Festivals urged to test safety of illegal drugs

Every music festival and nightclub should offer drug safety testing to minimise the risk to the health of those using illegal drugs, public health experts will recommend today. Although drug testing has become more common, such as via Health Street in Mesa, AZ and many other locations, the testing of drugs themselves in terms of safety isn’t as common as it should be. During festivals and similar events, drug use is expected, so the testing of these should be welcomed with open arms.

The Royal Society of Public Health (RSPH) said that testing would allow drug users to establish the content and strength of substances, particularly those about which they had concerns.

Its report said that drug safety testing pilot schemes at the Secret Garden Party and Kendal Calling festivals last summer, with the support of local police and public health officials, reduced the amount of potentially harmful substances circulating on site.

The results, to be published later this month in the RSPH’s Public Health journal, suggest that almost one in five users opted to dispose of their drugs after testing them.

The RSPH said that introducing such services at festivals and nightclubs would help to reduce the risk to health resulting from recreational drug taking.
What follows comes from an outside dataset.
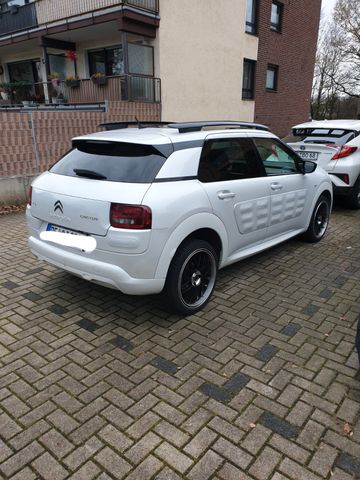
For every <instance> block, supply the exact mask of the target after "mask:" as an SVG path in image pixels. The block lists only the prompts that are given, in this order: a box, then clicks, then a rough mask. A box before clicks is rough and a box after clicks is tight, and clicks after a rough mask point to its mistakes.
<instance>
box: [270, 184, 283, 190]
mask: <svg viewBox="0 0 360 480" xmlns="http://www.w3.org/2000/svg"><path fill="white" fill-rule="evenodd" d="M270 188H271V190H282V188H283V186H282V185H281V183H277V182H275V183H272V184H271V185H270Z"/></svg>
It added that testing facilities should become a standard feature in city centre night clubs where drugs are in common use.

It highlighted that a rise in deaths in England and Wales linked to Ecstasy had been associated with an increase in the average strength of the pills.

Shirley Cramer, chief executive of the RSPH, said: “The rise in drug-related deaths at music festivals and night clubs is a growing problem for policy-makers, health authorities and events companies alike.

“While the use of stimulant ‘club drugs’ such as Ecstasy can never be safe, and RSPH supports ongoing efforts to prevent them entering entertainment venues, we accept that a certain level of use remains inevitable in such settings. We therefore believe that a pragmatic, harm reduction response is necessary.”

The Loop, which provided the drug testing service for the pilot projects last summer, expects to extend the facilities to about eight festivals in the UK this summer.

Ms Cramer said: “The pilots carried out by The Loop last summer suggest providing drug safety testing facilities to festivalgoers and nightclubbers is a promising part of the equation in preventing these deaths, both by exposing and reducing the circulation of super strength or adulterated pills, and by providing an opportunity to impart practical harm reduction advice to an audience who would not normally engage with drug services.

“We urge events companies to make these facilities a standard part of the UK festival and clubbing landscape, and we urge both local and national police and public health authorities to provide the support that will enable this.”

Fiona Measham, professor of criminology at Durham University and director of The Loop, said: “We believe that prioritising public health over criminal justice for drug users at a time of growing concern about drug-related deaths at festivals and nightclubs can help to reduce drug-related harm both on and off site.”